When Jan Burnett first signed up for the 1964 Orange County Science and Engineering Fair (OCSEF), she had no idea that she would meet her future husband there.
Because their last names were close together alphabetically, Jan Burnett’s and Richard Cannon’s projects were right next to each other at the state competition. The two spent the day touring the Fair, watching various science films and getting to know each other.
“He was a surfer and quite different from the rest of my friends in terms of interests and activities, which intrigued me,” Jan Cannon said. “We started dating and had a lot of fun that summer, going to the beach, dancing and exploring Orange County. We also talked; we talked about everything.”
Jan Cannon’s lifelong interest in science began with a chemistry set and microscope in elementary school, and was encouraged by her parents, her fifth and sixth grade science teacher and the Space Race of the 1960s. This interest led to an eventual career in medical technology and hematology. After certification, Jan Cannon worked as a hematology specialist, educator and lecturer at the University of California, Davis until her retirement from teaching in 2009.

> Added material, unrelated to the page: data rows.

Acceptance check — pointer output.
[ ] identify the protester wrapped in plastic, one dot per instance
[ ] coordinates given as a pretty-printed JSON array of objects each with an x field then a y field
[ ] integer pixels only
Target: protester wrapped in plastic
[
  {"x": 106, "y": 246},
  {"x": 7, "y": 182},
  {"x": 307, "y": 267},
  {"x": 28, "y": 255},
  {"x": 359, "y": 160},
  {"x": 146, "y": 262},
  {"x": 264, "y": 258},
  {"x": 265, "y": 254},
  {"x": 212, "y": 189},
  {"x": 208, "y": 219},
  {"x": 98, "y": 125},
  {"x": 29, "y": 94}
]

“I loved all of this work, but best of all was finding laboratory clues leading to diagnosis and treatment of a patient’s disease,” Jan Cannon said. “It was very rewarding to provide the information needed to diagnose anemia, leukemia or parasitic infections, to name a few.”
Jan Burnett and Richard Cannon married in the Clark County Courthouse in Las Vegas, Nev., on June 25, 1965, 13 months after they had met and four months after Richard Cannon enlisted in the United States Air Force. The couple lived in Texas and Florida for two years, and then in Taiwan for two more years. While in Taiwan, Jan Cannon taught conversational English to locals. Students included college graduates preparing for their Test of English as a Foreign Language exam to obtain further education in the U.S., members of the local Procter and Gamble factory’s executive board, as well as a police chief.
“Living in Taiwan immersed us in a totally different culture and permanently changed my worldview,” Jan Cannon said. “We had an opportunity to learn, appreciate and respect cultural differences.”
After service in the Air Force, Richard Cannon taught middle school science before accepting a job at a commercial water treatment company. His scientific background and success in sales led him to start Cannon Water Technology, Inc. in Sacramento in the mid-’80s. The Cannons are both still working at their family business but plan to ease into retirement over the next few years.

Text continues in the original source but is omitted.